With the latest WhatsApp data breach, buffer overflow attacks are at the forefront of cyber security news. Buffers are allocated computer memory spaces that software uses to store input. This input can be from the operating system, user, or the program itself. In normal operations, input is stored in allocated memory and used later in software processing.
During a buffer overflow, allocated memory is too small and data “overflows” into adjacent memory spaces. For a standard user, the result is that the program crashes and must be prematurely closed. In a buffer overflow attack, sensitive data can be leaked or malicious code executed on the local machine. Buffer overflow vulnerabilities are difficult for an attacker to find, but when they do it can mean access to critical data and user account data.
Allocating Memory in Computer Programming Languages
During runtime, C and C++ only have the concept of pointers that point to specific memory addresses. Compiling a C and C++ program with a possible buffer overflow issue will result in the compiler giving you a warning that the vulnerability exists. Once the code compiles and runs, C and C++ have pointers with no runtime checking systems that detect overflows in memory allocation. C and C++ give developers more control of memory resources, but it comes at a price.

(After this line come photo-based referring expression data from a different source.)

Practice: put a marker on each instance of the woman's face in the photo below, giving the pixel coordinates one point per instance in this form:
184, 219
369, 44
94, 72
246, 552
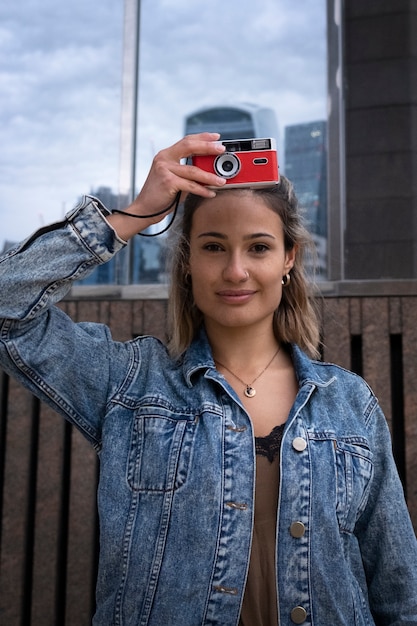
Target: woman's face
237, 260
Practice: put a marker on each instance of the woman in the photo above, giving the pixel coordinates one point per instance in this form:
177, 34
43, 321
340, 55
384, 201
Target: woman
240, 481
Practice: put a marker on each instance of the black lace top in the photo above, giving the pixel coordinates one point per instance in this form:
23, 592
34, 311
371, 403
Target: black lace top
270, 445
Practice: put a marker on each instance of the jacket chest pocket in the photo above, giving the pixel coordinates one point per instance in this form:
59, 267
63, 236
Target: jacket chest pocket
354, 471
160, 452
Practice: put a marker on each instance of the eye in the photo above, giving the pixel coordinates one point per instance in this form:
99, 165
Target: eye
212, 247
260, 248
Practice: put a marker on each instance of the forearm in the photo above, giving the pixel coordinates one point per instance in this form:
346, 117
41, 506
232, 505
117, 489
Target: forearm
42, 269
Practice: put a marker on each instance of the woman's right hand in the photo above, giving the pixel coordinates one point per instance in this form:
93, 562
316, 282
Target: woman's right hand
168, 176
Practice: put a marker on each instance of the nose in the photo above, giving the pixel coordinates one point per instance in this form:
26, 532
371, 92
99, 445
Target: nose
234, 270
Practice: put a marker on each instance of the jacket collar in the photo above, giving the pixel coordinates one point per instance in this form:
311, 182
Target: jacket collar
199, 357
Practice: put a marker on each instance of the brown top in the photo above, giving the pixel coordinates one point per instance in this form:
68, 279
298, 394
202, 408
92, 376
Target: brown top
260, 599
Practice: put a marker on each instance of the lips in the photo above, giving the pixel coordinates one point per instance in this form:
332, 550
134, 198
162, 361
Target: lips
237, 296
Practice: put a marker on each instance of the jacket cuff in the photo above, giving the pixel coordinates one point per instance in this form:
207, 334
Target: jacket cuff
89, 222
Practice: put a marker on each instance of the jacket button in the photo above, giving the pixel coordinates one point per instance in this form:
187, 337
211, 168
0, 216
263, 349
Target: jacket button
299, 444
297, 530
298, 615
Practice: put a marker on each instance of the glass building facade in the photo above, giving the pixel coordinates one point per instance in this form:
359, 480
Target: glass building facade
306, 167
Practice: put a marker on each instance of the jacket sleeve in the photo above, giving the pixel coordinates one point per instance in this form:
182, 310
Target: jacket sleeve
386, 536
63, 363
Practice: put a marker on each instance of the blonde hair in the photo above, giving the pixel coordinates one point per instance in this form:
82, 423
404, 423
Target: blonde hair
295, 319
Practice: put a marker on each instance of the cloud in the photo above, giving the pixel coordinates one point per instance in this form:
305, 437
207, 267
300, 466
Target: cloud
60, 85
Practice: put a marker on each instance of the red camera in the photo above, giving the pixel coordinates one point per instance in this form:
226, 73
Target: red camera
245, 163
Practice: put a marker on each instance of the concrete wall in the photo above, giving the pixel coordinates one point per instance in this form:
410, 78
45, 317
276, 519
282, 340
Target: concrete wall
381, 138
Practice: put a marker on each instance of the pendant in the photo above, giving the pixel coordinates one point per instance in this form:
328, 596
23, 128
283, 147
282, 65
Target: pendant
249, 391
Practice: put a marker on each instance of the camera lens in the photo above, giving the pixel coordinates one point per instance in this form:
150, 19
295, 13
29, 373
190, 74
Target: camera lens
227, 165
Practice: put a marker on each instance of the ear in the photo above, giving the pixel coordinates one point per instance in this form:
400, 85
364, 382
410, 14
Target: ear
290, 258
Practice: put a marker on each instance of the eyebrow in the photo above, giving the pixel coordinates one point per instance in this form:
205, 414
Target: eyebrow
222, 236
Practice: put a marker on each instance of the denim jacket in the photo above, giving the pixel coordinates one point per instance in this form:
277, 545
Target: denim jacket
177, 462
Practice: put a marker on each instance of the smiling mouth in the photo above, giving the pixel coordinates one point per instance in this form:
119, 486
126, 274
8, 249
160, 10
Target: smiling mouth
236, 296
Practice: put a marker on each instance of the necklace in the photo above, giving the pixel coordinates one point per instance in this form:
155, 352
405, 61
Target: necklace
249, 390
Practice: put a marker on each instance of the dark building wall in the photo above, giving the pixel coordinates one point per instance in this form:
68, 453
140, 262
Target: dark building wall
381, 138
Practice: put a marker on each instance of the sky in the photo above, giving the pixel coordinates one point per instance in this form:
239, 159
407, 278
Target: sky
61, 83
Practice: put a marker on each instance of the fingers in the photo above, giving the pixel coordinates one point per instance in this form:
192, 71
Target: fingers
174, 176
202, 143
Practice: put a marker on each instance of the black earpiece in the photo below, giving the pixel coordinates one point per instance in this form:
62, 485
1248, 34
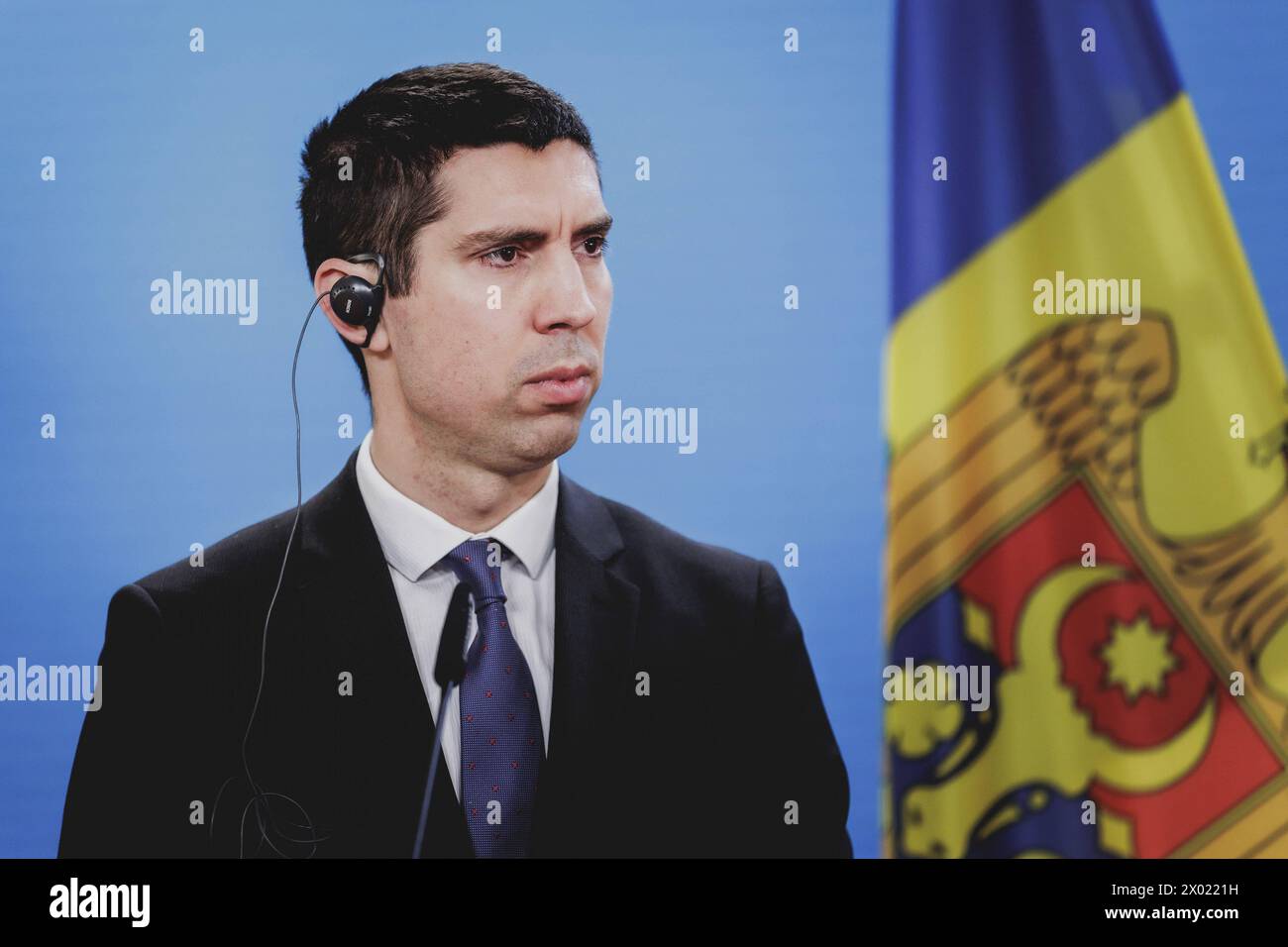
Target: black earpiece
356, 300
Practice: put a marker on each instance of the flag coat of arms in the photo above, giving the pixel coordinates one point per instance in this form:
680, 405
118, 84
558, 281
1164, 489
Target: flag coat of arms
1087, 493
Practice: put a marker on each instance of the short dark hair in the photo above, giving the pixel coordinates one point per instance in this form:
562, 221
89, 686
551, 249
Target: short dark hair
397, 133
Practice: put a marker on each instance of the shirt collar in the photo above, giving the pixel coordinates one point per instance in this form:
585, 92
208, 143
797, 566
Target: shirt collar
415, 538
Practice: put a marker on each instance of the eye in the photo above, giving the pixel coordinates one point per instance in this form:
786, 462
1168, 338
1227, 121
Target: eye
600, 247
502, 262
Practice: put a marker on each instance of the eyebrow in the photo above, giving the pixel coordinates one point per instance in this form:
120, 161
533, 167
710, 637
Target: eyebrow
503, 236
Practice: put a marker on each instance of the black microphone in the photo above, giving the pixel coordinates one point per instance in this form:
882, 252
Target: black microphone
449, 672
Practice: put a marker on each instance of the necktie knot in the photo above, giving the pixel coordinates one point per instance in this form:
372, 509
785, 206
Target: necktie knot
478, 565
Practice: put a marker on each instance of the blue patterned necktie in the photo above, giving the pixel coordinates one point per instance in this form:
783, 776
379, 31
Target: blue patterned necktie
501, 738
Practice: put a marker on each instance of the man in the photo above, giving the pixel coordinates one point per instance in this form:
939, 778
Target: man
627, 690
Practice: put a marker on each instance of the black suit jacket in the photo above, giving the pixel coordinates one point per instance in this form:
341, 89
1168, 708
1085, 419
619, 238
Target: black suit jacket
728, 741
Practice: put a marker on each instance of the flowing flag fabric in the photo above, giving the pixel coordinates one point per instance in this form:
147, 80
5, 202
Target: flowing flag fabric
1086, 577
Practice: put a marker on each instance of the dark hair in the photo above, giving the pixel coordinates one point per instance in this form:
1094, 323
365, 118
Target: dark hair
397, 133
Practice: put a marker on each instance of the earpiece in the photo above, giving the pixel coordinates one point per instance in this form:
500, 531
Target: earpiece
356, 300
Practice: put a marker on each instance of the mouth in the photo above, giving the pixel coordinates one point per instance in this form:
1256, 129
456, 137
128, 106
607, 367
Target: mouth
562, 385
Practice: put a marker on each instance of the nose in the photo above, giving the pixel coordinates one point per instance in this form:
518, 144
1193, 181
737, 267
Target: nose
566, 299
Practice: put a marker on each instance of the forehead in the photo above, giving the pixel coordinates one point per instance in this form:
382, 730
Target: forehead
502, 182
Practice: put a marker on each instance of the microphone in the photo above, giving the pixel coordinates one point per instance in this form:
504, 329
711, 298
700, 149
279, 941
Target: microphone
449, 672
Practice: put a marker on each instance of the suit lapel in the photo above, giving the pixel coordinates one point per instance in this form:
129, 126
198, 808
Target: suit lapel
595, 615
351, 621
384, 731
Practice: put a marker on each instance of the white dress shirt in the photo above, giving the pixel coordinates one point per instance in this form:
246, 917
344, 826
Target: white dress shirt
413, 539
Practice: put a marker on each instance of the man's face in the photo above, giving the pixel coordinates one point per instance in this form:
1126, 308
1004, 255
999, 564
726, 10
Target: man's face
510, 283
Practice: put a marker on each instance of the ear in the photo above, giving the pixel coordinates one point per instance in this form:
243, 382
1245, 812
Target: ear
331, 270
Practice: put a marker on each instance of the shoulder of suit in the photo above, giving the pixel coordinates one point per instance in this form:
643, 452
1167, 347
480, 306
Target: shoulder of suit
673, 560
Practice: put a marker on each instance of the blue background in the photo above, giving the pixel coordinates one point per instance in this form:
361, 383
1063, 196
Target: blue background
767, 169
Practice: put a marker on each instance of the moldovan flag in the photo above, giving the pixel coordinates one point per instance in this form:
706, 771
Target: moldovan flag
1086, 575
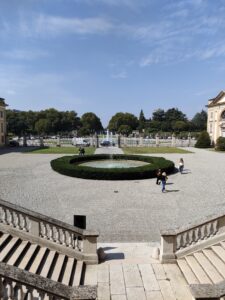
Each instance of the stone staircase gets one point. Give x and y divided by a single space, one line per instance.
41 260
44 258
206 266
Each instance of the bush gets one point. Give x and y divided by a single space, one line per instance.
220 144
203 140
70 166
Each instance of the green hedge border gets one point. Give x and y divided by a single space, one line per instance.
69 165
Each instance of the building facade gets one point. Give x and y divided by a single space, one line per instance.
2 122
216 116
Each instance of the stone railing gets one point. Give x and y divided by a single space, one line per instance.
66 238
179 242
21 285
208 291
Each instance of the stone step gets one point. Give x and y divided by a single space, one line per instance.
16 255
48 263
198 270
68 271
27 257
9 247
187 271
208 267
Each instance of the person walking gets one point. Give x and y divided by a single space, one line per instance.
181 165
163 180
158 176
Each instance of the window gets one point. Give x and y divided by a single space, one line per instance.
223 115
210 128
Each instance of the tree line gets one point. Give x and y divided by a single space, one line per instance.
54 122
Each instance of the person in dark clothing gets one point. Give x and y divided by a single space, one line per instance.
163 180
158 176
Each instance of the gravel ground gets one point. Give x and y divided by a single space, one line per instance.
127 211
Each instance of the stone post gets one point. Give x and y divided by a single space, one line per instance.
167 250
189 139
173 140
157 140
58 144
90 248
41 142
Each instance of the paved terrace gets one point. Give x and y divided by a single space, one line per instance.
128 211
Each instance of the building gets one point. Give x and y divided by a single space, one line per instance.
2 122
216 116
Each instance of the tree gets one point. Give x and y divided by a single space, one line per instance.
123 119
199 120
42 126
91 122
125 129
141 121
203 140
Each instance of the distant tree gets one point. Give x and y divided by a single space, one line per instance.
42 126
199 121
123 119
91 122
203 140
125 129
158 115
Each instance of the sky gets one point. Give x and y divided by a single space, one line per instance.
109 56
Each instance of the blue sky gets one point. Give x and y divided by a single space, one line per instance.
107 56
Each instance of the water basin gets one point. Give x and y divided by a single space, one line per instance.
114 163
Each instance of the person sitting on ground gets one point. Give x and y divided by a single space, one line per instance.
181 165
163 180
158 176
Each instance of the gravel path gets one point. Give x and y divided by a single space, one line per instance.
120 210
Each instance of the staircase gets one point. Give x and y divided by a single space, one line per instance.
44 258
206 266
41 260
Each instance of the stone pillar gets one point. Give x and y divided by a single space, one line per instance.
157 140
41 142
58 144
167 250
173 140
189 139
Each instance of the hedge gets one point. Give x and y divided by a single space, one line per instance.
70 166
220 144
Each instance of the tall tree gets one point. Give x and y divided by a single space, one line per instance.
123 119
91 122
199 121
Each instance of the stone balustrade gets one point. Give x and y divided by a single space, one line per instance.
178 242
21 285
82 242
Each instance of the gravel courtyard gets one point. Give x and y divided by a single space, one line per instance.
128 211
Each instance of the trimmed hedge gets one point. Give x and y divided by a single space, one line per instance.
203 140
220 144
70 166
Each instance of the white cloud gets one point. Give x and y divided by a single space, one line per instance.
45 24
119 75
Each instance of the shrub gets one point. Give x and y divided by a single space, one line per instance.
203 140
70 166
220 144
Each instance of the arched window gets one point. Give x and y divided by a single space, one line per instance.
223 115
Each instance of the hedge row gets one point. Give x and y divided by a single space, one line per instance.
70 166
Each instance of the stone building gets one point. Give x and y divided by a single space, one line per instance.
2 122
216 116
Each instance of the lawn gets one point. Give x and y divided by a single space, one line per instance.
146 150
61 150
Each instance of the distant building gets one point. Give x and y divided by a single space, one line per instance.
2 122
216 116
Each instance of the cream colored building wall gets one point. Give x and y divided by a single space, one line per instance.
2 125
214 120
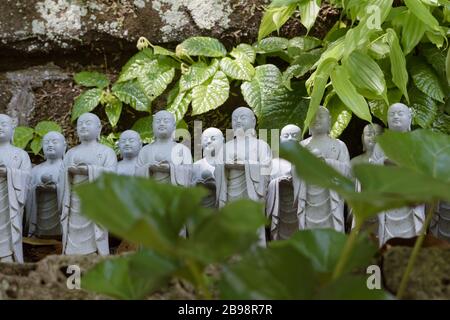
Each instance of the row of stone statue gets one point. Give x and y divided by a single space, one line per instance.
240 168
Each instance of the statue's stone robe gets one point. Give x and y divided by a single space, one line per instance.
90 237
406 222
319 207
179 172
44 206
440 223
281 207
13 193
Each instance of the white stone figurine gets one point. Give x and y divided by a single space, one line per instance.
280 202
404 222
245 173
203 169
164 159
319 207
44 201
84 163
440 224
130 144
369 135
15 170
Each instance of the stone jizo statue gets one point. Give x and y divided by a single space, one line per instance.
404 222
280 202
15 170
84 163
319 207
245 173
203 169
44 202
164 159
130 144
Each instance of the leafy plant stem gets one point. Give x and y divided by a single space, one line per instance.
199 279
415 252
346 252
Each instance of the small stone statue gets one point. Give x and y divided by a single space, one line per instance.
319 207
280 201
203 170
440 224
404 222
370 132
84 163
165 160
15 170
44 201
130 144
246 171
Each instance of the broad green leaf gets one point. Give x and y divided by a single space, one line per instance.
138 67
201 46
412 32
44 127
91 79
113 109
230 231
320 81
131 93
86 102
421 11
36 145
154 83
398 62
143 126
272 273
237 69
426 80
198 73
211 94
244 52
309 10
421 150
130 277
180 105
22 136
348 94
366 75
340 116
323 247
274 18
141 210
424 108
272 44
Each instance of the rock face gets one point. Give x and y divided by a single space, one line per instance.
43 26
430 278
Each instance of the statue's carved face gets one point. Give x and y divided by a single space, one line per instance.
6 128
399 117
130 144
243 119
54 145
163 124
88 127
321 123
370 132
212 140
290 133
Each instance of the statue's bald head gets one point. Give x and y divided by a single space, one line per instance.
164 124
243 119
399 117
6 128
54 145
88 127
290 132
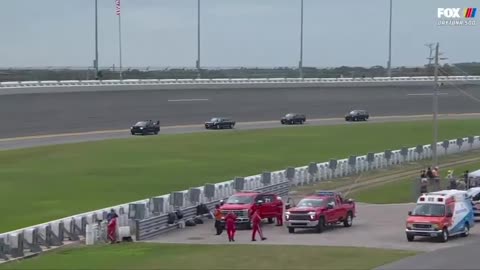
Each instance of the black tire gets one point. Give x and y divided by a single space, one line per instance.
410 237
467 230
348 220
444 236
321 225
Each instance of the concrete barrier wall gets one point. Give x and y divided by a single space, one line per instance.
171 84
62 231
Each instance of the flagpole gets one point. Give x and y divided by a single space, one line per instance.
119 37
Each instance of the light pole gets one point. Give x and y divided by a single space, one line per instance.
435 106
300 63
435 110
389 64
96 39
198 39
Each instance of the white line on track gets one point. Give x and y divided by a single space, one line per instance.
426 94
188 100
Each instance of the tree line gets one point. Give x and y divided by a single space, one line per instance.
459 69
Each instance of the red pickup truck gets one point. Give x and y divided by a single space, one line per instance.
320 210
244 203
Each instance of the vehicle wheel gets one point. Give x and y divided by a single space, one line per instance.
321 225
410 237
466 230
349 220
444 236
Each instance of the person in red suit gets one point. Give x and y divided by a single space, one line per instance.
112 229
231 227
256 221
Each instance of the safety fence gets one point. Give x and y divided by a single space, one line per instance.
149 217
259 81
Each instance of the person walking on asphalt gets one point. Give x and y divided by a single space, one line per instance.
230 220
218 219
256 221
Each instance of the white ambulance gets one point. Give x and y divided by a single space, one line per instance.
441 214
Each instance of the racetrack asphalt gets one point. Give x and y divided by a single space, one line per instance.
40 114
42 140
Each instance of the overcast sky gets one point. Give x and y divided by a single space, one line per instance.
234 33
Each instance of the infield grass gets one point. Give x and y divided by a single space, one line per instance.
206 257
401 191
45 183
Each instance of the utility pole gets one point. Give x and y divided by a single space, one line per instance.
435 110
435 106
96 39
198 40
430 56
300 63
389 64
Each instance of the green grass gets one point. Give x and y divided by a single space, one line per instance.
401 191
206 257
52 182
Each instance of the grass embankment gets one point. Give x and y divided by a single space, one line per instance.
52 182
206 257
401 190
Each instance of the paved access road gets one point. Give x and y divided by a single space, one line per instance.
38 114
376 226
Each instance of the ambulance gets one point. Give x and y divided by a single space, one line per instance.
441 214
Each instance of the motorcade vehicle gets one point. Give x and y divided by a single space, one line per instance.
322 209
244 203
441 215
293 118
357 115
219 123
145 127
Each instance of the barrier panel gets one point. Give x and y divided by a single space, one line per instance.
149 217
204 82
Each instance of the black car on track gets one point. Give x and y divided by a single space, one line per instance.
357 115
293 118
219 123
145 127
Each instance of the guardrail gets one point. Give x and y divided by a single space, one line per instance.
130 82
147 217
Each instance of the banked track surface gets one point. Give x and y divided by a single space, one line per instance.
39 114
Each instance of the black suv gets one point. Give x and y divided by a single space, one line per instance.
293 118
145 127
357 115
219 123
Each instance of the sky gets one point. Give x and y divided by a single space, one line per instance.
250 33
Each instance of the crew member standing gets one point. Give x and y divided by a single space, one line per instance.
112 228
218 219
280 215
230 220
256 221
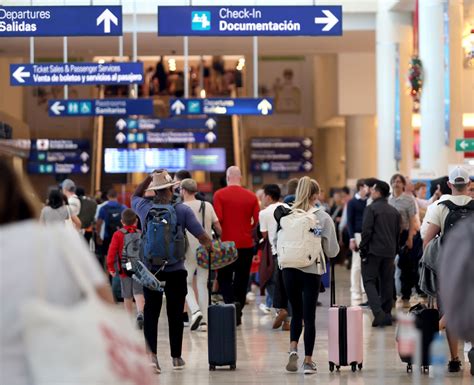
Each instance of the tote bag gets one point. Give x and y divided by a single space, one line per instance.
88 343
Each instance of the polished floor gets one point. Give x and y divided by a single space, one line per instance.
261 353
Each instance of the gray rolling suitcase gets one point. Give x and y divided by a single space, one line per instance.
221 336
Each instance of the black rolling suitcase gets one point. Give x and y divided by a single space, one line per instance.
221 336
427 322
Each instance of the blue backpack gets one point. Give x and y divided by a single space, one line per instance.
164 241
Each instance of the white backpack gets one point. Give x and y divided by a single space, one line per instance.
299 240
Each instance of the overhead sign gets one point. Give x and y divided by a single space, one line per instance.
250 21
96 107
281 154
59 156
464 145
81 74
221 106
166 137
122 160
170 124
61 21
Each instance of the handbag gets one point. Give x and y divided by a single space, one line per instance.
223 254
90 342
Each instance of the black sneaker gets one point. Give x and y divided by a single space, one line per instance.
470 357
454 366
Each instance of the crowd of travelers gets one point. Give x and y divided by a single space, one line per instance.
295 233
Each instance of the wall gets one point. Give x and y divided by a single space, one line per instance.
356 83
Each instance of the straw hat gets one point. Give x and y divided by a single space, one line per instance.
161 180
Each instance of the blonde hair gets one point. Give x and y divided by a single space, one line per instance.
305 190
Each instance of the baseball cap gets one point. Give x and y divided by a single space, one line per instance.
189 185
68 185
459 175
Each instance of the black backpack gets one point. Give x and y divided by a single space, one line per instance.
87 213
113 219
456 213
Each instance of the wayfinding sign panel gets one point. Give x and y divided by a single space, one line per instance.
221 106
281 154
250 21
61 21
97 107
81 74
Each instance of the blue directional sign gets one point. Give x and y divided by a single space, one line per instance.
221 106
96 107
281 154
166 137
81 74
61 21
250 21
168 124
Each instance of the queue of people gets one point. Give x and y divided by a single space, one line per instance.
382 222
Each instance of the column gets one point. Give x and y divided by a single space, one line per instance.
390 39
361 144
435 153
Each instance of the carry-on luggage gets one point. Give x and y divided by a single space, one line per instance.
345 333
221 332
427 322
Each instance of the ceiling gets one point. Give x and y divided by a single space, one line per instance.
150 44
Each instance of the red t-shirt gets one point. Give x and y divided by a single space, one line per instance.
114 255
237 209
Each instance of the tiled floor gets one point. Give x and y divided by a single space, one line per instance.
261 354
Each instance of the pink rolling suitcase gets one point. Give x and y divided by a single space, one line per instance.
345 334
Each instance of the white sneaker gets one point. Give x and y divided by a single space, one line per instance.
196 320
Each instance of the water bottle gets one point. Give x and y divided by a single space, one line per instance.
438 359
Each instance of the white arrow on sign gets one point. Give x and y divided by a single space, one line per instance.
211 137
120 138
57 108
178 107
121 124
84 168
107 17
307 142
330 20
264 107
84 156
19 74
210 123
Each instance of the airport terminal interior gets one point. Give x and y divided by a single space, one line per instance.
122 116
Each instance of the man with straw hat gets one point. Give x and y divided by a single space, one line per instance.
173 271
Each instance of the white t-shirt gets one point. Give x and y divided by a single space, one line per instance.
436 214
209 218
20 265
269 224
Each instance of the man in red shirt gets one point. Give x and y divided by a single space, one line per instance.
130 288
237 209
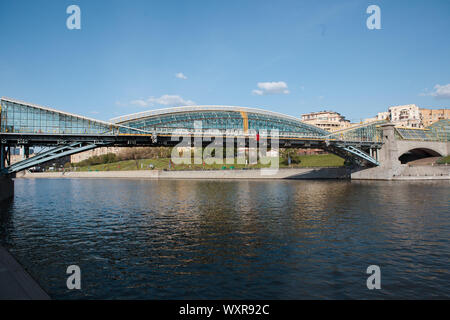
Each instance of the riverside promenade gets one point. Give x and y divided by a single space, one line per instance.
402 172
297 173
15 282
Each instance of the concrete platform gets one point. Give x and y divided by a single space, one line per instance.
15 282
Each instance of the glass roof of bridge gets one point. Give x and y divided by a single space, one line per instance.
22 117
224 118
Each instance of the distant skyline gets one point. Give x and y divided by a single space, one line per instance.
291 57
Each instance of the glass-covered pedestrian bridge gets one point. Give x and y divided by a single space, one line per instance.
25 118
224 119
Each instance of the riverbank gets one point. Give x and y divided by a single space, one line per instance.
6 188
297 173
15 282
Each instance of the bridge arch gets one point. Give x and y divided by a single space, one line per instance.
418 153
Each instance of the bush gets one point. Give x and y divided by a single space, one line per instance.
106 158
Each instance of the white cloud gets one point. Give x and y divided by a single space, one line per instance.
165 100
440 92
180 75
264 88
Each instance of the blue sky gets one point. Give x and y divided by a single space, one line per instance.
305 55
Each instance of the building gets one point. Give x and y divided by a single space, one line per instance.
430 116
406 116
327 120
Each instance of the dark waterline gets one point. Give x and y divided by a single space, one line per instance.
186 239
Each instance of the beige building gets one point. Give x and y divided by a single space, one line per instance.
327 120
430 116
406 116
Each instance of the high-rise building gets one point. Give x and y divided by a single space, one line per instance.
429 116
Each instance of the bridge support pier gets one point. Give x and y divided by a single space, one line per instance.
390 166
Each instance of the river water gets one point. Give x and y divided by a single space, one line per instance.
191 239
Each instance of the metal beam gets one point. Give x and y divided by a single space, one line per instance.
52 154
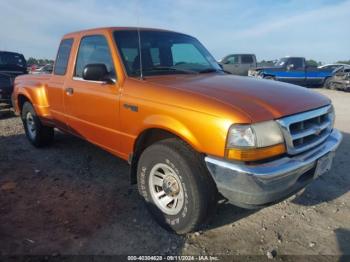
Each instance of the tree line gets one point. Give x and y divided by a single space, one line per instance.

Higher-level languages such as Java, for example, have runtime checking systems that can detect when too many bytes are about to be stored into memory buffers. With Java, for instance, should a user enter too many characters into input that will be stored in an array, Java throws an exception error and the program crashes. Programmers must be able to catch these errors and return an error message to users, and then the program should resume functionality without crashing.
Buffer overflows can happen when a program writes to a buffer or when it tries to read too much data from a buffer. The infamous Heartbleed attack occurred due to OpenSSL modules reading past allocated memory resources into spaces that contained sensitive data. The result was that anyone on the internet could read memory on a public server, which lead to private keys, user accounts and passwords disclosed to attackers. It was considered one of the worst bugs of the decade and it existed for years undetected. Heartbleed and the WhatsApp data breach are two major examples of the critical consequences of buffer overflow vulnerabilities.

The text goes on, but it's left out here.